Read about the team’s Summer 2011 Travels here:
http://ewbusacumoroccosummer2011.wordpress.com/
Engineers Without Borders-USA has just recognized a team of students to begin work in Morocco, giving the EWB-USA-Columbia University chapter its third program. This is the first EWB-USA program in Morocco. In December 2010, Nina Morency-Brassard, a Columbia alumna and Peace Corps volunteer, reached out to EWB-USA-CU with a collaborative
project proposal. Residents of Ait Bayoud, a small rural community in the southern region of Morocco, expressed certain needs to Nina who is working in the area. The most pressing disruption to their quality of life is due to a river that floods during the rainy season. For three months a community of dwars, small villages, of nearly five-thousand
is severed by the raging river. Villagers are left without ready access to fresh food, medicine, health care, and education. In
addition commerce and basic communication is interrupted during this extended period. Students within EWB-USA-CU began to discuss the viability of footbridge.

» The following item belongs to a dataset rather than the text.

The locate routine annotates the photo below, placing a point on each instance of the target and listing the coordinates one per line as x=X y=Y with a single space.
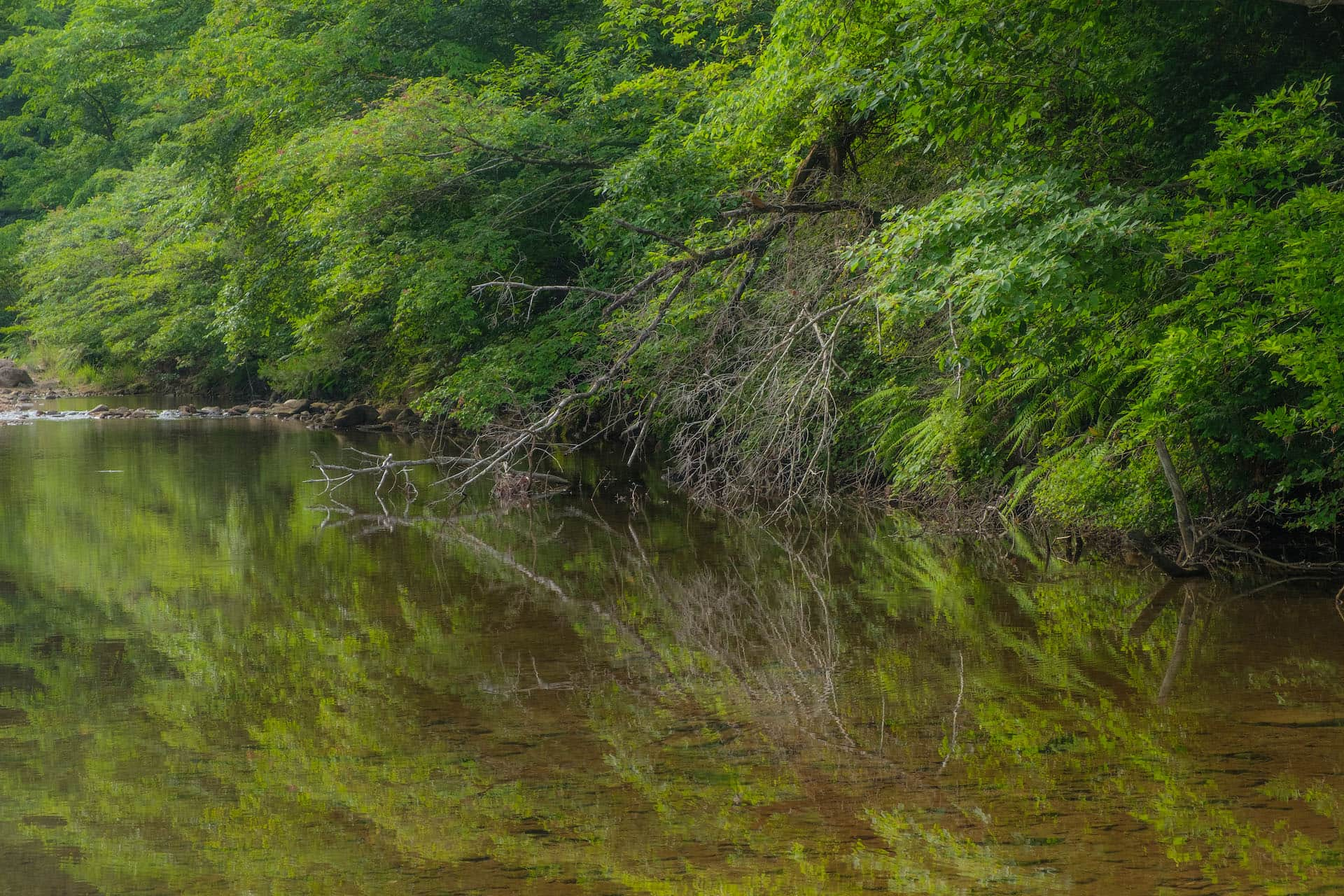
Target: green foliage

Over the past semester, the Morocco program has gather together support from both professionals and professors. Three
professional structural engineers, Brian McCaffrey, Marcus Schodorf, and Ryan Woodward, have joined the Morocco program, each bringing at least 8 years of technical experience in bridge analysis and construction. The main academic guidance comes from Professor Rene Testa, of the Civil Engineering Department,. In July 2011, five members of the team will fly to Morocco for the first assessment trip. The first trip is of upmost importance for its social implications. The team must facilitate, in two weeks across cultural and language barriers, a relationship with the community and its leaders. In addition to surveying possible bridge sites and taking topological data, soil samples, and water data, the travel team will simultaneously be forming relationships with the local villagers and the Association du Développement d’Ait Bayoud, the
community body overseeing development in the village.
The Morocco team will spend at least five years in the region. Later this year, the program plans to send a second assessment team to observe the river during the flooding season. With the combined support of faculty, professionals, and the national chapter, the team is wildly excited to begin work to increase the quality of life in Ait Bayoud.